Division of Biostatistics and Department of Statistics,Berkeley, Berkeley, California, USA.
Division of Biostatistics University of California, Berkeley, Berkeley, California, USA.
J Comput Biol. 2022 Aug;29(8):867-879. doi: 10.1089/cmb.2021.0652. Epub 2022 Jul 6.

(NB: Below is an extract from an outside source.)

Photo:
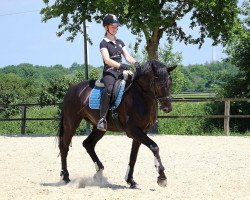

Unsupervised cell clustering on the basis of meaningful biological variation in single-cell RNA sequencing (scRNA seq) data has received significant attention, as it assists with ontological subpopulation identification among the data. A key step in the clustering process is to compute distances between the cells under a specified distance measure. Although particular distance measures may successfully separate cells into biologically relevant clusters, they may fail to retain global structure of the data, such as relative similarity between the cell clusters. In this article, we modify a biologically motivated distance measure, SIDEseq, for use of aggregate comparisons of cell types in large single-cell assays, and demonstrate that, across simulated and real scRNA seq data, the distance matrix more consistently retains global cell type relationships than commonly used distance measures for scRNA seq clustering. We call the modified distance measure "SIDEREF." We explore spectral dimension reduction of the SIDEREF distance matrix as a means of noise filtering, similar to principal components analysis applied directly to expression data. We utilize a summary measure of relative cell type distances to better display the cell group relationships. SIDEREF visualizations more consistently reflect global structures in the data than other commonly considered distance measures. We utilize relative cell type distances and the SIDEREF distance measure to uncover compositional differences between annotated leukocyte cell groups in a compendium of scRNA seq assays comprising 12 tissues. SIDEREF and associated analysis is openly available on GitHub.
基于单细胞 RNA 测序 (scRNA seq) 数据中有意义的生物学变异对细胞进行无监督聚类受到了广泛关注,因为它有助于在数据中识别生物学亚群。聚类过程的关键步骤是在指定的距离度量下计算细胞之间的距离。虽然特定的距离度量可以成功地将细胞分为生物学上相关的簇,但它们可能无法保留数据的全局结构,例如细胞簇之间的相对相似性。在本文中,我们修改了一种基于生物学的距离度量 SIDEseq,用于在大型单细胞测定中对细胞类型进行综合比较,并证明在模拟和真实的 scRNA seq 数据中,距离矩阵比常用于 scRNA seq 聚类的距离度量更能一致地保留全局细胞类型关系。我们将修改后的距离度量称为“SIDEREF”。我们探索了 SIDEREF 距离矩阵的谱维数约简作为一种降噪方法,类似于直接应用于表达数据的主成分分析。我们利用相对细胞类型距离的综合度量来更好地显示细胞群关系。SIDEREF 可视化比其他常用的距离度量更能一致地反映数据中的全局结构。我们利用相对细胞类型距离和 SIDEREF 距离度量来揭示注释白细胞细胞群在包含 12 种组织的 scRNA seq 测定综合集中的组成差异。SIDEREF 及其相关分析在 GitHub 上公开可用。